D'Angelo makes comeback with 'Black Messiah'

D’Angelo

D'Angelo

D'Angelo
D’Angelo

After a wait of nearly 15 years, D’Angelo is making a Second Coming of sorts with “Black Messiah,” a hard-charging attack on racial injustice that challenges listeners both musically and lyrically.

Released as a surprise Monday, the long-anticipated album moves D’Angelo beyond his R&B roots to embrace the passions of protest rock at a time that demonstrations have swept the United States over police killings of unarmed African Americans in New York and Ferguson, Missouri.

D’Angelo, whose career was launched as a teenager during an amateur night at New York’s famed Apollo Theater, won acclaim for his funk-infused R&B and soul on his two previous albums, 1995’s “Brown Sugar” and 2000’s “Voodoo,” but he retreated from public view after a global tour.

“Black Messiah” defies easy categorization but shows clear similarities to his sometime mentor Prince, with the now 40-year-old D’Angelo powering his funk beats with a strong dose of electric guitar and an impressive falsetto.

Bringing into focus the album’s messianic overtones, D’Angelo starts the song “1,000 Deaths” with a snippet from a fiery African American preacher who rails against white presentations of Jesus Christ — a blond-haired, blue-eyed “cracker Jesus,” in the pastor’s words, using a derogatory term for unrefined white person.

D’Angelo builds off the sample with a heavy beat and a guitar solo. His lyrics deliver a message of stridency, with the chorus, “A coward dies 1,000 times / But a soldier only dies just once.”

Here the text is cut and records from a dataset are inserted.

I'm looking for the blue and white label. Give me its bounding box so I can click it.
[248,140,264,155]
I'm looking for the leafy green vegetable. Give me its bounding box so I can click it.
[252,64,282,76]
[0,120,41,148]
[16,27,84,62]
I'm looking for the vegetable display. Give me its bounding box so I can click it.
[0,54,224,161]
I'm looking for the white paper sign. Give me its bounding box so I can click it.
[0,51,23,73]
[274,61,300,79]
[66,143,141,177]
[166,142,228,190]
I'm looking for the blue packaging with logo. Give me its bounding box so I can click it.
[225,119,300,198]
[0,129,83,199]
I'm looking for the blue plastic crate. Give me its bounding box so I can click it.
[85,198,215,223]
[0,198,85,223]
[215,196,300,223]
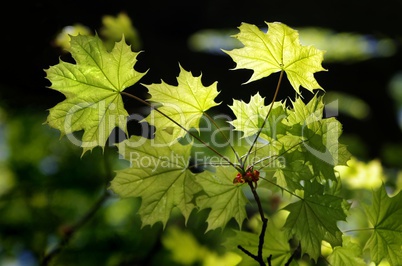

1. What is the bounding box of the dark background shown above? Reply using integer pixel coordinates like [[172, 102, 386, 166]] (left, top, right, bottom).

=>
[[0, 0, 402, 162], [0, 0, 402, 266]]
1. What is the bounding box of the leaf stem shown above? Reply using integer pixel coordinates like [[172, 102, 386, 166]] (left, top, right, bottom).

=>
[[120, 91, 239, 169], [243, 70, 284, 167], [238, 181, 272, 265], [204, 112, 241, 163]]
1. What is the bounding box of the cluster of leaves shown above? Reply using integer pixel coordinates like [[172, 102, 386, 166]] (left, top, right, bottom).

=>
[[46, 20, 402, 265]]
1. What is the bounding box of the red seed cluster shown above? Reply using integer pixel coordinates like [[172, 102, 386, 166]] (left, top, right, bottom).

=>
[[233, 168, 260, 184]]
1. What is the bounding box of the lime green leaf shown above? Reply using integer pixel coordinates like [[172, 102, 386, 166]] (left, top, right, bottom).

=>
[[145, 66, 219, 142], [284, 181, 346, 261], [196, 166, 248, 231], [111, 136, 204, 226], [364, 185, 402, 265], [327, 236, 367, 266], [45, 35, 145, 153], [229, 92, 287, 140], [225, 22, 325, 93]]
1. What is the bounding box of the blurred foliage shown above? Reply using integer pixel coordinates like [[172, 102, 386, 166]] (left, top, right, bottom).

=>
[[0, 10, 402, 266], [188, 27, 397, 63], [53, 12, 142, 51]]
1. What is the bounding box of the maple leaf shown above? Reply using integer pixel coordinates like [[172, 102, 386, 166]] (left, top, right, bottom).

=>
[[145, 66, 219, 143], [364, 184, 402, 265], [223, 22, 326, 94], [283, 181, 347, 261], [196, 166, 248, 231], [327, 236, 367, 266], [110, 136, 204, 226], [45, 35, 145, 154], [229, 92, 287, 140]]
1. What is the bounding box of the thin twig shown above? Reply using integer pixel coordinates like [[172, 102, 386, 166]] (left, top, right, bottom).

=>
[[121, 91, 238, 169], [244, 70, 284, 168]]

In a song co-written with the producer and DJ Questlove, D’Angelo again questions the nature of struggle on “The Charade,” singing, “All we wanted was a chance to talk / ‘Stead we’ve only got outlined in chalk.”

D’Angelo stays experimental musically throughout the album even when the subject matter turns from politics to romance. On “Really Love,” D’Angelo starts off gently with flamenco guitar before the funk beat breaks through.

Releasing a statement at a listening party for the album in New York, D’Angelo acknowledged that he was courting controversy with the title “Black Messiah” but insisted he was not portraying himself as some R&B Jesus.

“It can easily be misunderstood. Many will think it’s about religion. Some will jump to the conclusion that I’m calling myself a Black Messiah,” he wrote.

“For me, the title is about all of us. It’s about the world. It’s about an idea we can all aspire to. We should all aspire to be a Black Messiah,” he wrote.

“It’s about people rising up in Ferguson and in Egypt and in Occupy Wall Street and in every place where a community has had enough and decides to make change happen.”